II. Self-Regulatory Organization's Statement of the Purpose of, and 
Statutory Basis for, the Proposed Rule Change

    In its filing with the Commission, the Exchange included statements 
concerning the purpose of and basis for the proposed rule change and 
discussed any comments it received on the proposed rule change. The 
text of these statements may be examined at the places specified in 
Item IV below. The Exchange has prepared summaries, set forth in 
sections A, B, and C below, of the most significant aspects of such 
statements.

A. Self-Regulatory Organization's Statement of the Purpose of, and 
Statutory Basis for, the Proposed Rule Change

1. Purpose
    The Exchange proposes to amend its Fee Schedule applicable to its 
equities trading platform (``EDGA Equities'') by: (1) modifying the 
standard rebate for orders that remove liquidity in securities priced 
at or above $1.00; and (2) modifying certain Add/Remove Volume Tiers. 
The Exchange proposes to implement these changes effective March 1, 
2024.
    The Exchange first notes that it operates in a highly competitive 
market in which market participants can readily direct order flow to 
competing venues if they deem fee levels at a particular venue to be 
excessive or incentives to be insufficient.

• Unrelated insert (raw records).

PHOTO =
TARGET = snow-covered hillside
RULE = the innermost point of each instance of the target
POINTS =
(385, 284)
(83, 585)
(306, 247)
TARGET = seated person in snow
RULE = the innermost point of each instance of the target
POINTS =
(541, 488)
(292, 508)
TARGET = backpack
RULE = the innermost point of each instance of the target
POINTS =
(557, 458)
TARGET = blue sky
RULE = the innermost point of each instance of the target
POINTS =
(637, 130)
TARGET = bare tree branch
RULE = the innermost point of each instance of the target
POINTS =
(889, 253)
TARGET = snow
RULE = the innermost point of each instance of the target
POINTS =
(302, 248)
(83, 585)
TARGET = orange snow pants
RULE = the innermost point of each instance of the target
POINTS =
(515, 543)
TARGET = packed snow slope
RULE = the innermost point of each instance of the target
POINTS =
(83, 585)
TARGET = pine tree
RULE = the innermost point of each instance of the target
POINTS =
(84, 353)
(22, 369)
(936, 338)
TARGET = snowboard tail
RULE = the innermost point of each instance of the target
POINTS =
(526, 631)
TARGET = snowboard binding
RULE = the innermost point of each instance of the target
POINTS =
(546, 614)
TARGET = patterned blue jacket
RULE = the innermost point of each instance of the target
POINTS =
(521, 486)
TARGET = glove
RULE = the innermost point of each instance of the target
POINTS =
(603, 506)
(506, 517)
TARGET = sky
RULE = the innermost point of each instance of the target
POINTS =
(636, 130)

More specifically, the 
Exchange is only one of 16 registered equities exchanges, as well as a 
number of alternative trading systems and other off-exchange venues 
that do not have similar self-regulatory responsibilities under the 
Securities Exchange Act of 1934 (the ``Act''), to which market 
participants may direct their order flow. Based on publicly available 
information,\3\ no single registered equities exchange has more than 
17% of the market share. Thus, in such a low-concentrated and highly 
competitive market, no single equities exchange possesses significant 
pricing power in the execution of order flow. The Exchange in 
particular operates a ``Taker-Maker'' model whereby it pays credits to 
members that remove liquidity and assesses fees to those that add 
liquidity. The Exchange's Fee Schedule sets forth the standard rebates 
and rates applied per share for orders that remove and provide 
liquidity, respectively. Currently, for orders in securities priced at 
or above $1.00, the Exchange provides a standard rebate of $0.00160 per 
share for orders that remove liquidity and assesses a fee of $0.0030 
per share for orders that add liquidity.\4\ For orders in securities 
priced below $1.00, the Exchange does not assess any fees or provide 
any rebates for orders that add or remove liquidity.\5\ Additionally, 
in response to the competitive environment, the Exchange also offers 
tiered pricing which provides Members opportunities to qualify for 
higher rebates or reduced fees where certain volume criteria and 
thresholds are met. Tiered pricing provides an incremental incentive 
for Members to strive for higher tier levels, which provides 
increasingly higher benefits or discounts for satisfying increasingly 
more stringent criteria.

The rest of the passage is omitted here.